A year and many adventures later, I returned home to Oregon to find you and Dad continuing on with the life I had left behind. While I had changed immensely in my year away, there was no comfort greater at that moment than to be home. Not more than a year later, you had to let me go again… this time to not only move to a foreign country (Argentina), but to also allow me to follow the girl of my dreams. Having been the primary female figure in my life up until that point, I’m sure that the departure left you with mixed emotions. Once again, you were able to swallow the pain and let me go… I thank you Mom.
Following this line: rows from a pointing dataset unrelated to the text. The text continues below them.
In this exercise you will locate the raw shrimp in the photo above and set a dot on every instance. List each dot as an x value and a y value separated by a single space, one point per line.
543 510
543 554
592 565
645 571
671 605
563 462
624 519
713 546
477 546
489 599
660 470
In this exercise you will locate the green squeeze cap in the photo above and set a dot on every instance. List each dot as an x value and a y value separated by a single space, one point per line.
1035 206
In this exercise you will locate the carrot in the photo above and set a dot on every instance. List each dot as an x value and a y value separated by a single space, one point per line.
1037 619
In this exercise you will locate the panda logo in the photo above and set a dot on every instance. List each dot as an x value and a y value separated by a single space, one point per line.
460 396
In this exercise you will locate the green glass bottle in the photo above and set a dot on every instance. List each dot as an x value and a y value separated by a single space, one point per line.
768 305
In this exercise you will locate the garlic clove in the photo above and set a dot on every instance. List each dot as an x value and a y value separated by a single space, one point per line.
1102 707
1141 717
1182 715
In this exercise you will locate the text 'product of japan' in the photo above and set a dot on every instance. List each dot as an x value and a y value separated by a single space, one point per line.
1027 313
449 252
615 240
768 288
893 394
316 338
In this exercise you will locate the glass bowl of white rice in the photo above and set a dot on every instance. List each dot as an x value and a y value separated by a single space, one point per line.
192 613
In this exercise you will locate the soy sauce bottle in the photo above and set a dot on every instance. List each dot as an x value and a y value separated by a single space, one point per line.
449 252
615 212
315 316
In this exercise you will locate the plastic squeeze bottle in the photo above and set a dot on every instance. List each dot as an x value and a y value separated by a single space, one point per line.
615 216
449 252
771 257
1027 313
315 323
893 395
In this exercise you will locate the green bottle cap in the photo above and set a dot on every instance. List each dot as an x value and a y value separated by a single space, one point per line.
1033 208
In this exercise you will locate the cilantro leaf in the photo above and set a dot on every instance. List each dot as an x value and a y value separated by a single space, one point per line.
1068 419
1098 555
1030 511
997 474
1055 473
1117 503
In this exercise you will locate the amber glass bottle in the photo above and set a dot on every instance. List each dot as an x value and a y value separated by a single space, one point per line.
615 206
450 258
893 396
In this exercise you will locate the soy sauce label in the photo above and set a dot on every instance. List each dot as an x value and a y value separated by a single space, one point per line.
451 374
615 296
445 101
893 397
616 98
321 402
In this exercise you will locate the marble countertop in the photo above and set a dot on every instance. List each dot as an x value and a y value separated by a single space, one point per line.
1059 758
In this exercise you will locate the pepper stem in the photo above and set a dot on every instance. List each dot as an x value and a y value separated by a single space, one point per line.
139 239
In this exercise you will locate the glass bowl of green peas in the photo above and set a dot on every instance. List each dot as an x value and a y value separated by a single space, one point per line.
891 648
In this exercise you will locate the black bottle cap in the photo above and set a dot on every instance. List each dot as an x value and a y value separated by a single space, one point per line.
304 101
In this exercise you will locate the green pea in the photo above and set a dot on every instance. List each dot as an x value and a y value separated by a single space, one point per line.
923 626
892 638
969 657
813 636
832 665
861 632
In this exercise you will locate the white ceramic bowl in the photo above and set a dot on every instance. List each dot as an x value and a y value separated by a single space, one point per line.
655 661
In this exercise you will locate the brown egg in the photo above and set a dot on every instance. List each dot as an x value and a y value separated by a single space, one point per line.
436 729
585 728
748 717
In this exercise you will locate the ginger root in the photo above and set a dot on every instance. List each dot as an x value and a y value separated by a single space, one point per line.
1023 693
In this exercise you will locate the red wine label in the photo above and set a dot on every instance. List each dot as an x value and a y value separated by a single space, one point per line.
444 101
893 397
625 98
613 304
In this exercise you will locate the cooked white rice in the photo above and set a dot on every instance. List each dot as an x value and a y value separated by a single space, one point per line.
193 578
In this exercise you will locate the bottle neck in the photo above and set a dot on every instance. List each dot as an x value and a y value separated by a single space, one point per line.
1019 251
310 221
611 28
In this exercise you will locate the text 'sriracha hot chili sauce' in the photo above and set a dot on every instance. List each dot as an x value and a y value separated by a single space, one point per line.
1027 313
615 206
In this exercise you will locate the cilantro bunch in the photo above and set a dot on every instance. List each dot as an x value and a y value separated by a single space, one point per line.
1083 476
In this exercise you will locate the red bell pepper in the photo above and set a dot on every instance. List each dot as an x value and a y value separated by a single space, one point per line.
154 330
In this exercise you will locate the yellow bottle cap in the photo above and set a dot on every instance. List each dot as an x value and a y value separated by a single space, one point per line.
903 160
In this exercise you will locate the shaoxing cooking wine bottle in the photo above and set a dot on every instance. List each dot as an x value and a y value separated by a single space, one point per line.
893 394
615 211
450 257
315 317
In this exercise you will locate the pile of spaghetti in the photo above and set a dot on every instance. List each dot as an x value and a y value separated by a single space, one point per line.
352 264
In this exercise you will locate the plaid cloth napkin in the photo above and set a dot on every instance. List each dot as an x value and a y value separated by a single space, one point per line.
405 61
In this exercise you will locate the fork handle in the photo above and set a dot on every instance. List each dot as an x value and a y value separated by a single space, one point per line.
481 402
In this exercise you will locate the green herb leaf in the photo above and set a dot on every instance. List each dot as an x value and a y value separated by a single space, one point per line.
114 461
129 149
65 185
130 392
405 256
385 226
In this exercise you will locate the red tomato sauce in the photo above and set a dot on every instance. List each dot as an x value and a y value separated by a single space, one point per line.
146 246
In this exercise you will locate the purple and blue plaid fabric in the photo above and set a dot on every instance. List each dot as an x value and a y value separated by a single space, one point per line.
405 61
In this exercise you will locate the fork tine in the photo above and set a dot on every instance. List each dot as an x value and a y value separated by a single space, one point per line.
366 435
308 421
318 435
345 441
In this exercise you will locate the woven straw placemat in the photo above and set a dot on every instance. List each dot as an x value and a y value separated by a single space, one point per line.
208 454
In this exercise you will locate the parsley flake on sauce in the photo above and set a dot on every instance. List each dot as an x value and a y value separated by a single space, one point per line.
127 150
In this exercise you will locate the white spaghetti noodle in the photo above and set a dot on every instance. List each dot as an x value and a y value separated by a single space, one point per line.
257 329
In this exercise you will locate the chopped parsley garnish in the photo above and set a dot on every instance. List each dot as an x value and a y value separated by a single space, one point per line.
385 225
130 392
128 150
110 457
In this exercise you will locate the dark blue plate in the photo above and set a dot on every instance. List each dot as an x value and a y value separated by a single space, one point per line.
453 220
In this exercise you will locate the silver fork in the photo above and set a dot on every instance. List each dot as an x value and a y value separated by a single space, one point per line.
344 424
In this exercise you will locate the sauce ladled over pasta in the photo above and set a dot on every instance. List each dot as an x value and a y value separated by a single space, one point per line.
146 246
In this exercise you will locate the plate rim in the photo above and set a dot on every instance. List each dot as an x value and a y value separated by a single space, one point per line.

It probably wasn’t until my mid-twenties that I started to realize all of the lessons that you had taught me in my youth. But, you should know that a number of them have, and will continue to, change my life. These are, more than likely, the same lessons that I will work to teach my children when that time comes.
You always taught me that it never hurts to ask. While others sit back and wonder what could be, I’ve always done my best to push through the fear of rejection by remembering this lesson. This one piece of advice has opened more doors for me than you can imagine. I’m often startled by how simple things can be when we just focus on them going the way we want them to. Internalizing the idea that “it never hurts to ask,” changed my life and I’m sure it will continue to.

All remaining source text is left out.